On April 30, the California Supreme court decided a case (Dynamex Operations West, Inc. v. The Superior Court of Los Angeles County) in which a California employer was charged with misclassifying delivery drivers as independent contractors. In their ruling on the case, the Court decided to adopt the “ABC test,” which requires companies to consider workers employees unless they prove that the workers should be appropriately classified as independent contractors.
Originally established by the Supreme Court of New Jersey (Hargrove v. Sleepy’s LLC, 2015) and subsequently adopted by several other states, the ABC test presumes that a worker is classified as an employee unless all three of the following conditions are met:
- The worker is free to control and direct how the work is performed, AND
- The work is conducted outside the usual course of the hiring business, AND
- The worker routinely engages in an independent trade or business related to the work performed.
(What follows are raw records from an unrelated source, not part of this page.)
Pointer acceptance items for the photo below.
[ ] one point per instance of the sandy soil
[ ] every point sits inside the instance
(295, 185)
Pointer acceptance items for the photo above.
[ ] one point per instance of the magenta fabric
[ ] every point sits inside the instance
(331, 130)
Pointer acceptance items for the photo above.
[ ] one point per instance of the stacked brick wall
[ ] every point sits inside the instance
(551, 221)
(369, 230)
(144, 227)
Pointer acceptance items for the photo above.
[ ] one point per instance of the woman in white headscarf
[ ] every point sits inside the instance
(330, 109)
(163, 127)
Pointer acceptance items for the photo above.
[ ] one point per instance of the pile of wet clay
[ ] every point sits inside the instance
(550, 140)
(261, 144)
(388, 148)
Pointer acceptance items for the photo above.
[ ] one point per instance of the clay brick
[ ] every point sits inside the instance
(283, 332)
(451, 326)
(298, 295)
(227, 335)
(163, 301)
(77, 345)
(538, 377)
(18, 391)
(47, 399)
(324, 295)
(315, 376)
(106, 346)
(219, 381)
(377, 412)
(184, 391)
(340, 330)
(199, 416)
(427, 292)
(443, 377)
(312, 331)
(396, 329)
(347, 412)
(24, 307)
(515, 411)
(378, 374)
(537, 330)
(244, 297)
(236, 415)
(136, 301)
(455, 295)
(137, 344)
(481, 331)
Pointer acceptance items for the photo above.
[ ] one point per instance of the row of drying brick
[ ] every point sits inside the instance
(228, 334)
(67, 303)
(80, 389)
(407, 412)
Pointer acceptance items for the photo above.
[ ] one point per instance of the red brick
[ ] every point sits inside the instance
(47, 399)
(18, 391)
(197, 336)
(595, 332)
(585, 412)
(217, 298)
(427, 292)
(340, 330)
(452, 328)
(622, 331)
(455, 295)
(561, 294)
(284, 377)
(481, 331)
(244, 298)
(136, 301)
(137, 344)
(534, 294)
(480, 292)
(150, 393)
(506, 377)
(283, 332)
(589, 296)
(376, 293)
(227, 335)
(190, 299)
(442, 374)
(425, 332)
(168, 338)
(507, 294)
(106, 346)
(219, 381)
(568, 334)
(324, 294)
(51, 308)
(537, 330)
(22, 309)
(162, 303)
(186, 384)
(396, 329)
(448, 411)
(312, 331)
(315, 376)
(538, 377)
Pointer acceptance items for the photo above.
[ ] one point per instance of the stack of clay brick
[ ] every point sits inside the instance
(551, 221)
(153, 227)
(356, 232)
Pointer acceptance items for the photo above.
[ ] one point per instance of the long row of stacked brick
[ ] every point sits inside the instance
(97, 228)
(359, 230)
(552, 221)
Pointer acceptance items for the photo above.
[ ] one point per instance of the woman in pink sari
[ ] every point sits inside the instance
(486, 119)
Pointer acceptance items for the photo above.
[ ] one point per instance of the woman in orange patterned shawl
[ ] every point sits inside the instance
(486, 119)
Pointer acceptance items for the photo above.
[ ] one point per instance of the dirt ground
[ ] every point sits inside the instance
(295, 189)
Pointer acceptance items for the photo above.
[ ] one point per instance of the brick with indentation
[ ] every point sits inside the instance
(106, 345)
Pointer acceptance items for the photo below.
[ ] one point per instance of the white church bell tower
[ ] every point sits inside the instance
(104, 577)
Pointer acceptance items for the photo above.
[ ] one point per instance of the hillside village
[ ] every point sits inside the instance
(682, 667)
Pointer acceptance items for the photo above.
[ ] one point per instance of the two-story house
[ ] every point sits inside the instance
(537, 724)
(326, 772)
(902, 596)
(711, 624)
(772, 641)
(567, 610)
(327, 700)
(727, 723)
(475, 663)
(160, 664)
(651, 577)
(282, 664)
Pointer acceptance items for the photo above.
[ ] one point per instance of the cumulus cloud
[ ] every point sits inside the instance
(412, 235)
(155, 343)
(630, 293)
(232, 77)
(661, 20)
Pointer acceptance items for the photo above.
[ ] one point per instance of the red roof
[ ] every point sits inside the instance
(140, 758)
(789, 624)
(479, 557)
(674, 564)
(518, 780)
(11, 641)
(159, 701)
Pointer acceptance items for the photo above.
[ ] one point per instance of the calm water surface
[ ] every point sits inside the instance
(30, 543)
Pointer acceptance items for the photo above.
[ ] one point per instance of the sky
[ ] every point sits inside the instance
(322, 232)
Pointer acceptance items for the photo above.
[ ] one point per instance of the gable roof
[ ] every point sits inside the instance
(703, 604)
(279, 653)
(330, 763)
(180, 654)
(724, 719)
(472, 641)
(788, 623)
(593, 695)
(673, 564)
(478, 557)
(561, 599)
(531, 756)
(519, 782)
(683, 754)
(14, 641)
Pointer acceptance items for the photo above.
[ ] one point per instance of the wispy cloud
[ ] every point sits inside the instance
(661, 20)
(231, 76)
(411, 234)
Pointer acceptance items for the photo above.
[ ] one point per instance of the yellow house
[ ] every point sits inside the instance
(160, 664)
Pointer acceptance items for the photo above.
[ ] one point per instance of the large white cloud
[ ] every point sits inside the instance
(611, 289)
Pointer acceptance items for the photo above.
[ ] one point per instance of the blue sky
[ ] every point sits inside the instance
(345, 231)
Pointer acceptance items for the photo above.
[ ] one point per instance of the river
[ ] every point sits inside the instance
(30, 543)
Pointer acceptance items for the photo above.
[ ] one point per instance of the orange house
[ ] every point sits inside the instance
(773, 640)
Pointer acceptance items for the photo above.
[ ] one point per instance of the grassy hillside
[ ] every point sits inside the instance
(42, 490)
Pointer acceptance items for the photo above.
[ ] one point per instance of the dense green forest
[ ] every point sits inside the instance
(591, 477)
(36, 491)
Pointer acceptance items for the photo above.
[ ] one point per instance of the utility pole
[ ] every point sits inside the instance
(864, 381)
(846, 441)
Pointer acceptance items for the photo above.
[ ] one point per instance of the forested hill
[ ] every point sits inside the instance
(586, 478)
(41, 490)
A long-time focus of both state and federal governments, the proper classification of workers is critically important because employees misclassified as contractors are denied labor law benefits like minimum wage and overtime compensation protections. Additionally, businesses who misclassify workers frequently avoid payroll-related taxes, unemployment insurance payments and compliance with many employment-related laws that regulate working conditions.
In light of this new ruling, companies in California, as well as companies with workers who conduct business in California, may need to revisit their policies and classification of workers to determine if any workers should be reclassified.